Another big question is how to set the threshold for classification. One imagine cases where we want to classify all cells, but in some cases we may also want to keep a bin for unclassified cells. But when is a cell far enough from its nearest population to be put in such a bin? Again, it may depend on the case - leukemic cells are generally 'weird-looking' and should perhaps be left unclassified relatively often. Some options could be:

  1. Just set it and go! If you don’t like the output fraction of unclassified, rerun.

  2. Classify all cells, then look at the minimum distances and unclassify a certain fraction of them again.

  3. Calculate the threshold based on healthy reference populations. E.g. A) what is the Xth percentile of distances from the reference cells to their respective centroids, or B) an extrapolation - when a cell is Y times further from the assigned centroid than the farthest reference cell (cfarthest), unclassify it.

  4. Compare the distance from a cell to its closest reference population and to the second-closest. If the difference between these two is too small, the classification is uncertain.

  5. Look at N (= 2) closest populations - if these are not neighbors, leave the cell unclassified. Possibly only good for developmental settings in which the concept of neighbors is defined.

Currently, you can choose between options 1, 3B, and 5.

  • For option 1, define the threshold variable as a vector: c('simple', X), where X is your selected number. Suggestion: The number of markers used for classification.
  • For option 3B, define the threshold variable as a vector: c('farthest', X), where X is the factor to multiple the distance from cfarthest to the centroid with, to get the threshold.
  • For option 5, define the threshold variable as a string: neighbors. N will be set to 2. However, this will likely lead to many cells being unclassified...

Benchmarking results

Using four pooled healthy donors subjected to a variety of stimuli in a 10-fold cross-validation setup, in which the reference sample was iteratively defined using nine-tenths of the data and tested on the remaining one-tenth lead to an overall accuracy of 91.9 % (as presented here). In all testing, the threshold was set to 11 (the number of markers used in the classification).

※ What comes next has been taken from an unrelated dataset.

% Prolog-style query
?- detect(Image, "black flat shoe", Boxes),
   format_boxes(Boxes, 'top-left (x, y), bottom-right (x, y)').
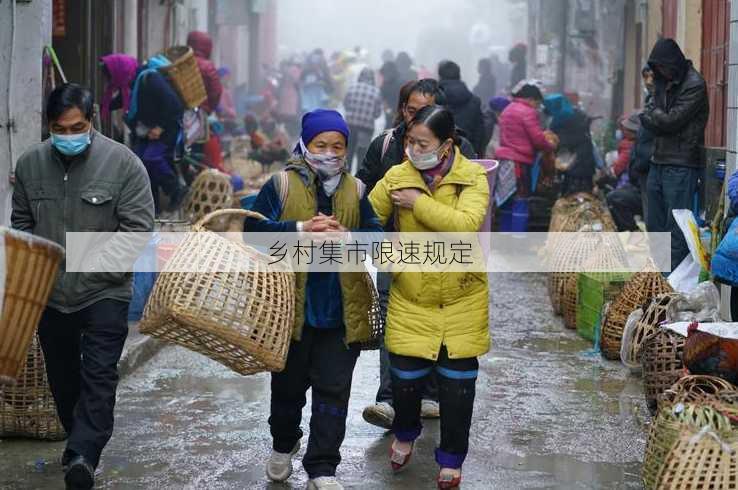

We tried to run the same benchmarking using a code with several ajustments - including an uncorrected covariance matrix (acc. = 89.2 %), or covariance matrices in which only off-diagonal (acc. = 88.0 %) or diagonal elements (acc. = 92.4 %) were changed. Curiously, when only corecring the diagonal elements, we could actually improve performance slightly - and interestingly, when changing the adjustment value from 0.19 to 0.4-0.6, the accuracy was increased to 93.4 %. Using these results it looks like only correcting the diagonal is a good idea. However, the correction of the off-diagonal elements matters a lot when studying a case with fewer reference data points (i.e. only a single sample). Here, not correcting the off-diagonal elements, may lead to populations with a relatively small set of reference data points being less likely to receive events, when classifying new samples. The correction of the covariance matrix generally belongs to the concept of shrinkage. Another method for shrinkage was also tested, but this did not improve performance.

The cut-off for correction of diagonal elements should also be discussed. 0.19 may not be the optimal solution in all cases, and according to the cross-validation, it is not even the best setting for our data. The effect of this value could also be tested on leukemic data.



Last updated by Christina Bligaard Pedersen on October 9, 2018.